Obligatory displays of Komen pink for Breast Cancer Awareness Month continue their spread beyond women’s accessories and yogurt containers into the masculine redoubts of the NFL and even the US military. While NFL players and coaches will spend the month sporting pink accessories, sailors in the South China Sea created a human ribbon to promote awareness of the disease.
Indeed, breast cancer is on the military’s radar in a big way. According to the Army Times, a study conducted at Walter Reed Army Medical Center in 2009 found that women in the military had a 20-40 percent higher chance of developing breast cancer. The military’s rate of male breast cancer cases is also significantly higher than that of the civilian population, where it is relatively rare and found only in older men. The Centers for Disease Control have identified a breast cancer cluster at Camp Lejeune in North Carolina, possibly linked to groundwater contamination from military chemicals.

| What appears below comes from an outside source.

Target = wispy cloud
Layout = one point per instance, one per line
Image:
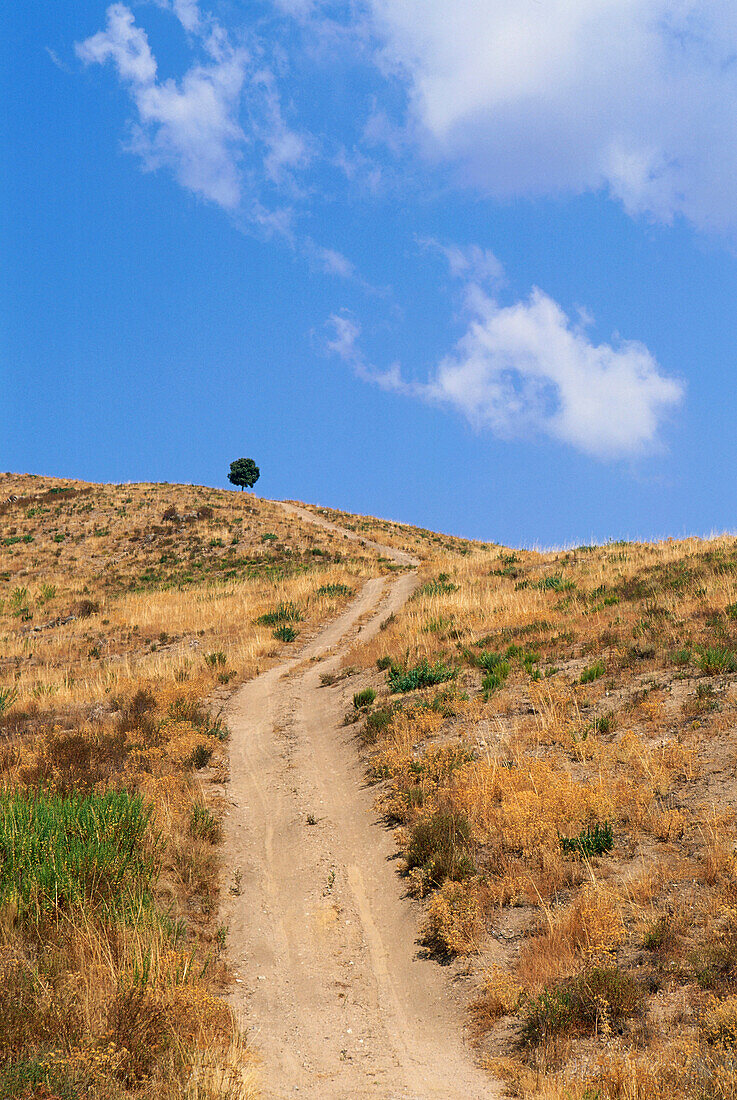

Iraqis and international public health researchers, of course, have long been aware of the link between breast cancer and the US military. Most reporting on the public health crisis in Iraq following the 2003 invasion has focused on the dramatic rise in miscarriages, infant mortality and birth defects — missing or shortened limbs, oversized heads, missing eyes and externalized organs are among the more horrifying — in Falluja, where the US is accused of having used depleted uranium munitions in two assaults on the city in April and November/December 2004. But the incidence of breast and blood cancers is also many times higher in Falluja than in neighboring provinces and the region. Recent studies have also looked at the high rates of cancer in Basra (particularly among children) and other southern Iraqi cities after the documented use of depleted uranium during the 1991 Gulf war. The World Health Organization is expected to publish a report in November on cancer and birth defects in Iraq since 1991.
This month also marks the two year anniversary of the Basra Children’s Hospital, a US Army Corps of Engineers-built facility focused on pediatric oncology. Delayed for years due to cost, poor management and the ongoing war, the project was personally championed by Laura Bush as a remedy for Basra’s staggering rate of childhood cancer, double that in the rest of the country. The provenance of these cancers was never mentioned.
The US military certainly isn’t the first or only entity to push a tone-deaf cancer awareness campaign. But the Pentagon’s consistent denial that its depleted uranium weapons cause disease (or that they were used in the first place) deserves special recognition. Just don’t make it a pink ribbon.